A mancha do sangue ausente
Poderia ser lavada,
No meio da madrugada,
Por lavadeiras de branco...
Em mil lágrimas que o pranto
Guardou pra um dia especial.
Mas as águas não me chamam!
Quem sabe elas não percebam
Que aqui de fora eu suplico,
Pelo murmúrio inquietante...
Que algum convite carregue
E a angústia que me segue...
Morra nas margens do leito.
Meu peito?!
Ah!
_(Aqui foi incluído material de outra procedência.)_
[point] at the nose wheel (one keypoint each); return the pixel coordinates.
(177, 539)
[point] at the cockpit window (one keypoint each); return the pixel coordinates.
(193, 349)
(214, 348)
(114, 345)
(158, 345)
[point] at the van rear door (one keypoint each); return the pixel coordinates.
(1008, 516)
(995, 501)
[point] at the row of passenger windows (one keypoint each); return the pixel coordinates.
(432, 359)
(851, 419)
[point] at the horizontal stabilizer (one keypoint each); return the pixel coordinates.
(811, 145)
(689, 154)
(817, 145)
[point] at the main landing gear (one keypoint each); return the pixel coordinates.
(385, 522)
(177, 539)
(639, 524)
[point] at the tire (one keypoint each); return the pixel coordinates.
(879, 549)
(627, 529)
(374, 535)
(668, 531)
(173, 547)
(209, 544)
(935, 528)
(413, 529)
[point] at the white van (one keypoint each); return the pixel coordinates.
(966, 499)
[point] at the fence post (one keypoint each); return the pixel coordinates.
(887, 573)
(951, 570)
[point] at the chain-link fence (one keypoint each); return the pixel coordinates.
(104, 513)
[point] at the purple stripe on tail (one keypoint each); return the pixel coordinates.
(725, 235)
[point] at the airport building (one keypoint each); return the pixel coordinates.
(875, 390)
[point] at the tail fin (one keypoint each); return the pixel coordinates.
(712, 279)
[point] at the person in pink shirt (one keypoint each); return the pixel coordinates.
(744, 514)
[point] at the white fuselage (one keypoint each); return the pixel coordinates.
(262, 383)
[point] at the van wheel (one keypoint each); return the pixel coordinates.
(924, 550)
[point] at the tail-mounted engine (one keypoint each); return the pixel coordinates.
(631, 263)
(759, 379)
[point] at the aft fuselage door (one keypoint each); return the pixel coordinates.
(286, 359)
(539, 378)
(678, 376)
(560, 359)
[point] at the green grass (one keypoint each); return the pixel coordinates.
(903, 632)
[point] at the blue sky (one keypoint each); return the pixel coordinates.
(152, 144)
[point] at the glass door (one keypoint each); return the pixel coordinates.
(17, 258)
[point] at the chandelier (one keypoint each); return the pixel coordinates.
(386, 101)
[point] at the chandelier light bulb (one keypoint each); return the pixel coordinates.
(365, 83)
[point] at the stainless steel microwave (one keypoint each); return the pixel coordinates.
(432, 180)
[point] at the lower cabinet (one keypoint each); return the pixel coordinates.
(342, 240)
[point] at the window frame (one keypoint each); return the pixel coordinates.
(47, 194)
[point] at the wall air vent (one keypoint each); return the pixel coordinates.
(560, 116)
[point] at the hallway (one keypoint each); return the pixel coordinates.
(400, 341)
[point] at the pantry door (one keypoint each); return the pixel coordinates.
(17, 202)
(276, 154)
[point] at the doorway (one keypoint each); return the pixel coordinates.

Este coitado me implora,
Que seja chegada a hora
De findar esta agonia.
Que assombra dia após dia
A imensidão das estradas;
E me reporta as aguadas,
Sem me deixar entender...
Se é o rio que me persegue,
Ou eu que corro atrás dele?!
Dividindo assim com ele,
Vontades de me perder...
Me perder pra me encontrar,
Pois este não sou mais eu!
Nos rumos que a vida deu,
Quero partir e ficar...
Quero sorrir e chorar...
Quero afinar e cantar...
Os meus silêncios de rio.
Talvez as minhas raízes
Caminhem junto comigo,
Pra fincar em águas mansas
O meu futuro vazio.
Ah! Se as águas me chamassem!
Seria tão diferente...
Essa inquietude incessante
Seria chegada ao fim.
Pois assim descobriria
Ao abrir do seu sorriso,
O que o destino impreciso
Tem reservado pra mim.
Sim, ouço um murmúrio de longe.
Minha alma treme de assombro.
Talvez seja esse o dia de ver a sorte mudando?!
Ouçam todos por favor...
São as águas me chamando!
Vejo ao longe as lavadeiras,
Lavando os tempos passados...
No passo dos enforcados,
Os fantasmas fazem ronda...
E ponteando uma milonga
Algum costeiro eu já vi,
Pras bandas do sarandi,
Amadrinhando o chamado.
E eu aqui...
Olho
Nada vejo de verda
E toda a minha ansiedade
É coberta pelo breu;
Eu vejo peixes curiosos,
Pensando ter luz á mesa,
Devorando três estrelas
Que refletiam do céu...
Somente a lua ficara...
Luzindo quase apagada,
No meio da madrugada
Com raios de prata e sombras.
Então aqui na penumbra
Aperto os lábios de leve,
Neste momento tão breve
Que esperei a vida inteira...
A minha sina costeira
Enfim chegou ao final.
Ao convite eu digo NÃO!
Não a este mundo sombrio!
Me traio e escolho as maneias,
Do meu mundinho do avesso...
Escolho a vida! Não mereço...
As profundezas do rio!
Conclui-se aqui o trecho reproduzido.